The company also provided this slide explaining the options chain between itself, Philidor, another entity called Isolani, and R&O Pharmacy:
This chain of possible acquisition stakes has raised some eyebrows. But Valeant insists that it is all above board, despite the "unusual" tactic of paying $100 million for an option to later buy Philidor for $0. "I think it's legal," said Pearson of that arrangement. Again, the company maintained that it has limited rights when it comes to influencing Philidor (such as spurring the hiring of an advisor to the CEO) and that Valeant executives and board members do not personally own any stakes in the pharmacy.
Board members also repeatedly brought up a new ad hoc board that will be led by independent director Robert Ingram and tasked with reviewing Valeant's relationship with Philidor. It appears that the main function of this board will be to evaluate whether or not Valeant should ultimately exercise its option for acquire the specialty pharmacy (whose only client is Valeant) or to sever ties with it altogether.
Not so fast on that neurology unit sale
One of the biggest tidbits to emerge from the conference call was Valeant chief Pearson's admission that the firm would likely not be pursuing a sale of its neurology unit, reversing a position announced last week during the company's Q3 earnings call.
"We won’t do anything with neuro or other businesses for the foreseeable future," said Pearson, citing the "distractions" of the last week.

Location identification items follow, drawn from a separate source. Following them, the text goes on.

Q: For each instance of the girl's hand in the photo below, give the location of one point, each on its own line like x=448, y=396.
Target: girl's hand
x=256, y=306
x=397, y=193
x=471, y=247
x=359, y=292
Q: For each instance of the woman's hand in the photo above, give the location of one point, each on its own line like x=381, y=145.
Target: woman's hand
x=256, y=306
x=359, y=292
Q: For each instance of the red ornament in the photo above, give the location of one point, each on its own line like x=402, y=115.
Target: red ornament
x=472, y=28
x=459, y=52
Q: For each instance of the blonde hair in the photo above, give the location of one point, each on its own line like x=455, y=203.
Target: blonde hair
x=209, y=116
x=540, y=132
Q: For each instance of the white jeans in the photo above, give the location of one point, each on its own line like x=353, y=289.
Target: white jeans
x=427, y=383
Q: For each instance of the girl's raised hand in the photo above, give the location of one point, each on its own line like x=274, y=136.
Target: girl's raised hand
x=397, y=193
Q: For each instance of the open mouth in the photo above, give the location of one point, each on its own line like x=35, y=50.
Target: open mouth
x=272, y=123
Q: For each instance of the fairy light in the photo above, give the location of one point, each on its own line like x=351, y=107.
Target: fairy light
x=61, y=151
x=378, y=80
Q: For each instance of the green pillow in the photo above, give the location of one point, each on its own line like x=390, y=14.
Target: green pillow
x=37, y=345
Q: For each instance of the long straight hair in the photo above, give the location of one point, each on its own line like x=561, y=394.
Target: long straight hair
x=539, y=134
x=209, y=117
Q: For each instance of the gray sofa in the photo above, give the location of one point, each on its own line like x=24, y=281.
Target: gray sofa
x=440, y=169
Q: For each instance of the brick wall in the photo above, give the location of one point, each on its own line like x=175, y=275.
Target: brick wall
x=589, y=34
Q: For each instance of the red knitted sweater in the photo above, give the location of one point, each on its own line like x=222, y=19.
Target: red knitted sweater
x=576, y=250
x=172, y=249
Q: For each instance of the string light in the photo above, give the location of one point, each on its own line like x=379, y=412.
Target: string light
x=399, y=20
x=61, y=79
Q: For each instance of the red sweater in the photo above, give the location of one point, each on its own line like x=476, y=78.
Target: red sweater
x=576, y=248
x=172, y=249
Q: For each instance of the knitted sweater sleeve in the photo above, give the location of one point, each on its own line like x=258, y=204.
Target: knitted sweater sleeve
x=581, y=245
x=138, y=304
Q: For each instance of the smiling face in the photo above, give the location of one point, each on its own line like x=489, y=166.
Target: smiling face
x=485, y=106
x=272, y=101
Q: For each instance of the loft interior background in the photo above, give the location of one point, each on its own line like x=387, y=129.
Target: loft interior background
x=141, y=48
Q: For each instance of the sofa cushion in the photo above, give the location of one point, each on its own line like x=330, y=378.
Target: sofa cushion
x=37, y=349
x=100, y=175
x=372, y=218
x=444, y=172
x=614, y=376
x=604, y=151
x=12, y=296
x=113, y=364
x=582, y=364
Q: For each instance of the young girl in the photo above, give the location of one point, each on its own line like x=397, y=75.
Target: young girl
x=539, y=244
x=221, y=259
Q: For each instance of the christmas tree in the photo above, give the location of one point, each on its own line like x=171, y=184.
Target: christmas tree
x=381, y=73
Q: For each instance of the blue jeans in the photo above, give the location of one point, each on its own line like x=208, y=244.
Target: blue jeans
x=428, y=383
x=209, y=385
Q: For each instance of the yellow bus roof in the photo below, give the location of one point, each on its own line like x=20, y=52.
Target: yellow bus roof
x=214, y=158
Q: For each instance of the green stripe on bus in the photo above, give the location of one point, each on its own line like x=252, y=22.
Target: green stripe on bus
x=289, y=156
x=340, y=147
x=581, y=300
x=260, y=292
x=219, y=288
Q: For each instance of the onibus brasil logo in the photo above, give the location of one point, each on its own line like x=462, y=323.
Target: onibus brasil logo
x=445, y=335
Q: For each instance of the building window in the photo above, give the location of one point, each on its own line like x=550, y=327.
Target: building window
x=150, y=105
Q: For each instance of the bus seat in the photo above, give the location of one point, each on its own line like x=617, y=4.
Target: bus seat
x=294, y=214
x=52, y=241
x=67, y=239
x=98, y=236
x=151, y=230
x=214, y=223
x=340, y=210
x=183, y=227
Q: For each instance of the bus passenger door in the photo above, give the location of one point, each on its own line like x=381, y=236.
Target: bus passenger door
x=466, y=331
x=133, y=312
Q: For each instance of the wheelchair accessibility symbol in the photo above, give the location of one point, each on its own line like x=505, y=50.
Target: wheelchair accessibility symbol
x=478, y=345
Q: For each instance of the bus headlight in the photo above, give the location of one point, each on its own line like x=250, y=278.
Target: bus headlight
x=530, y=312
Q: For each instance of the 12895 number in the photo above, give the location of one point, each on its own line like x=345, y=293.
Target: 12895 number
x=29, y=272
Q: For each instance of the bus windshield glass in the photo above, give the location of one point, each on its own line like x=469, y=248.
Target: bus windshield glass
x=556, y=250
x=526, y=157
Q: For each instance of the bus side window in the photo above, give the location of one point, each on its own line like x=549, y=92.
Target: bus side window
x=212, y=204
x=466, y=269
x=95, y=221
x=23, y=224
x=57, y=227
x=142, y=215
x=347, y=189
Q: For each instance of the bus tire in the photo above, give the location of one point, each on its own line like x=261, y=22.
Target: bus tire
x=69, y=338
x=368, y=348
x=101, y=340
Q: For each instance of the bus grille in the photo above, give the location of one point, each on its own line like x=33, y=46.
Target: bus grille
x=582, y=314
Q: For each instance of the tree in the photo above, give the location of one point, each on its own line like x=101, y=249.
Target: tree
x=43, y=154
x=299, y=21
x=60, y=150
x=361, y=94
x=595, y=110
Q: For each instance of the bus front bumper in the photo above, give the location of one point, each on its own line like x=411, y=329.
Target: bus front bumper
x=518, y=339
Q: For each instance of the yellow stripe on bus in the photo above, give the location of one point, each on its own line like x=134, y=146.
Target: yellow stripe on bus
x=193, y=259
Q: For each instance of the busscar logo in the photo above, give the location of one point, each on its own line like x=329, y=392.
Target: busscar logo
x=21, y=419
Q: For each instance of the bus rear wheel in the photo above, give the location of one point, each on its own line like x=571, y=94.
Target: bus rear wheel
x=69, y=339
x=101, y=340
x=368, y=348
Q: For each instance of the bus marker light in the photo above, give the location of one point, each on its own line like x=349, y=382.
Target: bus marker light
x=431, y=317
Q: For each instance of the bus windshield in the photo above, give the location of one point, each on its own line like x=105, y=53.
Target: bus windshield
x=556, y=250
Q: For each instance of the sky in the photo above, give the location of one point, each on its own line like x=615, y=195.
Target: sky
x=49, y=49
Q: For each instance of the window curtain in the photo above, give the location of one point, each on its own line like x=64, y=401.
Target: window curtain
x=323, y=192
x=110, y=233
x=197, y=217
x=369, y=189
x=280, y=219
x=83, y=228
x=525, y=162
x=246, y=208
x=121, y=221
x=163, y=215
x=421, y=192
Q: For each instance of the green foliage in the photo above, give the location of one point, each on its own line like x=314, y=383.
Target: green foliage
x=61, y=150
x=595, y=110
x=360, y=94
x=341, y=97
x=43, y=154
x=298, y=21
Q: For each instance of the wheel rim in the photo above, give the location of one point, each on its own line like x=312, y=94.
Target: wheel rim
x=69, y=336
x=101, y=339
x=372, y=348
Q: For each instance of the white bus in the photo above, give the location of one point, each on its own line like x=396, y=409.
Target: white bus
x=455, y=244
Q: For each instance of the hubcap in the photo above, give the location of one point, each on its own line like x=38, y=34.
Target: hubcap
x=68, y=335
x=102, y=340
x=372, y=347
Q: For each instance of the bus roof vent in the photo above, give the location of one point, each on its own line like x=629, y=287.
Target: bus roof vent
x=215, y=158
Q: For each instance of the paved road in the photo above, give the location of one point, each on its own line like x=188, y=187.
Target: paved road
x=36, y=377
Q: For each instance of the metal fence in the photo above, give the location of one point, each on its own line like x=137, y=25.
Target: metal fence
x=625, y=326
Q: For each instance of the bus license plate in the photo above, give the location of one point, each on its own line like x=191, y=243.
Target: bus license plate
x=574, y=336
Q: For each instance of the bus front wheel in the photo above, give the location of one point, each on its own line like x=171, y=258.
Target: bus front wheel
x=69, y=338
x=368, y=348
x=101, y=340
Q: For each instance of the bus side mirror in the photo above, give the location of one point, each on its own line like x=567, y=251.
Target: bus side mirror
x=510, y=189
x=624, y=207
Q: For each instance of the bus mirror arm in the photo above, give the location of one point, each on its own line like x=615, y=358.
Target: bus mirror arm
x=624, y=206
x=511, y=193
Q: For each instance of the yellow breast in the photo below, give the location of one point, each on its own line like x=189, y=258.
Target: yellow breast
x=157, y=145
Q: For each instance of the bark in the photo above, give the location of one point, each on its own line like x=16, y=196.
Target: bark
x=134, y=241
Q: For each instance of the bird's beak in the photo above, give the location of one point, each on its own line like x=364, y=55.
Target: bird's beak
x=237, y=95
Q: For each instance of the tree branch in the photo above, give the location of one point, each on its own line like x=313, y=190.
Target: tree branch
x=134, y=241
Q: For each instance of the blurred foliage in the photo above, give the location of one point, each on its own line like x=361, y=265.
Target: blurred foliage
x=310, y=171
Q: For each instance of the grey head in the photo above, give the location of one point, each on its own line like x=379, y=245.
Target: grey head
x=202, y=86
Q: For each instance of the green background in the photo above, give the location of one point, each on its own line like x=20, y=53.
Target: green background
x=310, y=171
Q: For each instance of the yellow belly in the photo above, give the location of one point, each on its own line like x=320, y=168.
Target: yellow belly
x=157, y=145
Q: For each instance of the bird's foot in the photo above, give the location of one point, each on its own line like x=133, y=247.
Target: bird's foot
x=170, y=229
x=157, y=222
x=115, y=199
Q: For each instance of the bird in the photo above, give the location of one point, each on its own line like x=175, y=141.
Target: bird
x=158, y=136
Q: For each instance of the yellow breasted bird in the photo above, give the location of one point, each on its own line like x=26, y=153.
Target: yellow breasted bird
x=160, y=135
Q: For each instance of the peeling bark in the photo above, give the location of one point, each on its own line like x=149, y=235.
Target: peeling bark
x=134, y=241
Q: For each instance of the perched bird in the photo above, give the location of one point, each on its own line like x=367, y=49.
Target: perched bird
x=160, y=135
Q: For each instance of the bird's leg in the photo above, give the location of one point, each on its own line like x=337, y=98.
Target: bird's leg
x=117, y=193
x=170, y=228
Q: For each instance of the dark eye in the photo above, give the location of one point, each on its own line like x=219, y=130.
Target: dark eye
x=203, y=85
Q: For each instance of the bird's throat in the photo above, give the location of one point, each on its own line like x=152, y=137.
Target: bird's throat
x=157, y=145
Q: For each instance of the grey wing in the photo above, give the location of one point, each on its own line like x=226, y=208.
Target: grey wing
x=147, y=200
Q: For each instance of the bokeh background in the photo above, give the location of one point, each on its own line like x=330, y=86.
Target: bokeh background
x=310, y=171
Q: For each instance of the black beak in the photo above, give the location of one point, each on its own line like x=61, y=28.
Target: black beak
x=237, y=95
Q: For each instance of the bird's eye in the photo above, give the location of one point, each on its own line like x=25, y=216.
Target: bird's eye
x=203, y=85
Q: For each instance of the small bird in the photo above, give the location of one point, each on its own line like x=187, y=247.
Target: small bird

Valeant, under pressure for its drug price hike model, had been considering the neuro sale as part of an effort to shift its strategy and invest more in R&D.
About those email addresses...
Another major issue raised during the conference call stemmed from a Wall Street Journal article published Sunday night scrutinizing the relationship between Valeant employees and Philidor. According to the Journal, several workers listed as Valeant employees were placed at Philidor early on in order to help the pharmacy with its "structures and processes," but that they went by one name in person and different names on their Philidor email addresses.
For instance, one listed Valeant employee, Bijal Patel, went by "Peter Parker" on Philidor's email server, the Journal reported. A Philidor spokesperson told the publication that this was simply meant to keep workers' Philidor communcations separate from Valeant communications.
Pearson responded to the email issue by saying that it was probably not a legal matter, but rather a compliance issue on Philidor's end. "This is an issue that the ad hoc committee of the board plans to review," the company said during the call.